Les paysages de mon été ne sont pas si fleuris que ceux de mes camarades ! Je ne suis pas au Vanuatu, ni en Malaisie, ni en Corse ou en Ardèche. Je ne marche pas le long des chemins, chaussettes tombantes et croquenauds alourdis par la fatigue et les heures sous le soleil à affronter les dénivelés ; je n’entends pas au loin les clarines tinter ni même les oiseaux accompagner de leur mélodie un réveil tranquille !
Je suis assise dans la pénombre pour éviter que le soleil ne surchauffe l’atmosphère et les seuls sons qui me parviennent sont les conversations du bureau qui jouxte le mien quand j’ai laissé ma porte ouverte et que celle d’à côté n’est pas close !
Pour arriver jusqu’à moi, il faut franchir une première porte : elle ouvre sur un couloir large qui mène à une zone de bureaux, des secrétariats, des bureaux médicaux, des portes closes ou ouverte. Ensuite, juste en face de cette première porte, il y a une deuxième porte. Quand on l’ouvre, le regard tombe sur un porte document fiché dans le mur ; un trieur qui déborde des courriers destinés aux uns ou aux autres. Il faut entrer dans ce petit couloir qui s’allume lorsque le seuil est franchi et tourner sur la droite ; alors ma porte apparaît, sur la gauche, une autre jouxte la mienne, qui conduit au secrétariat d’un service situé avant la première porte !

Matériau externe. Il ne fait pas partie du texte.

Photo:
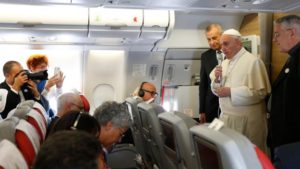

C’est un dédale ? Il faut vraiment s’y perdre, ou très bien connaître les lieux pour arriver jusqu’à moi… ou bien rendre visite aux secrétariares d’à côté et quand le regard tombe sur moi, étonné, la personne m’interroge, « tiens, tu es là finalement ? ». « Hé, oui, c’est l’ancien bureau de Greg, avant qu’il ne descende au rez-de-jardin ».
« Hé, oui ! », j’ai l’impression d’être Hibernatus, qui ressurgit dans un monde qu’il ne reconnait pas et qui ne le connaît plus. Après ces 9 mois passés à l’école, alors que j’ai exercé ici pendant plus de 9 années, ces quelques mois d’absence m’ont rendue complètement étrangère, inconnue à toutes ces nouvelles recrues. Le temps à fait de l’établissement un autre univers, j’ai franchi la porte vers un temps incertain, comme Valérian lorsqu’il quitte sa planète sans être sûr de la retrouver après un saut dans l’avenir !
Drôle d’horizon en fait, de là où je suis – vue sur le patio ; un escalier de secours en plaque grillagée comme ceux que les skieurs empruntent pour descendre des téléphériques ou des remontées mécaniques ; un arbuste au feuillage verdoyant vient égayer cet entredeux – entre l’extérieur et l’intérieur, entre le rez-de-jardin et le rez-de-chaussée, entre le parvis et la passerelle… Je vois les véhicules aller et venir sur le dépose-minute, des personnes affaiblies au dos courbé, des brancards poussés par des ambulanciers pressés, d’autres attentionnés ; des anciens au regard perdu se laissent emporter comme des paquets.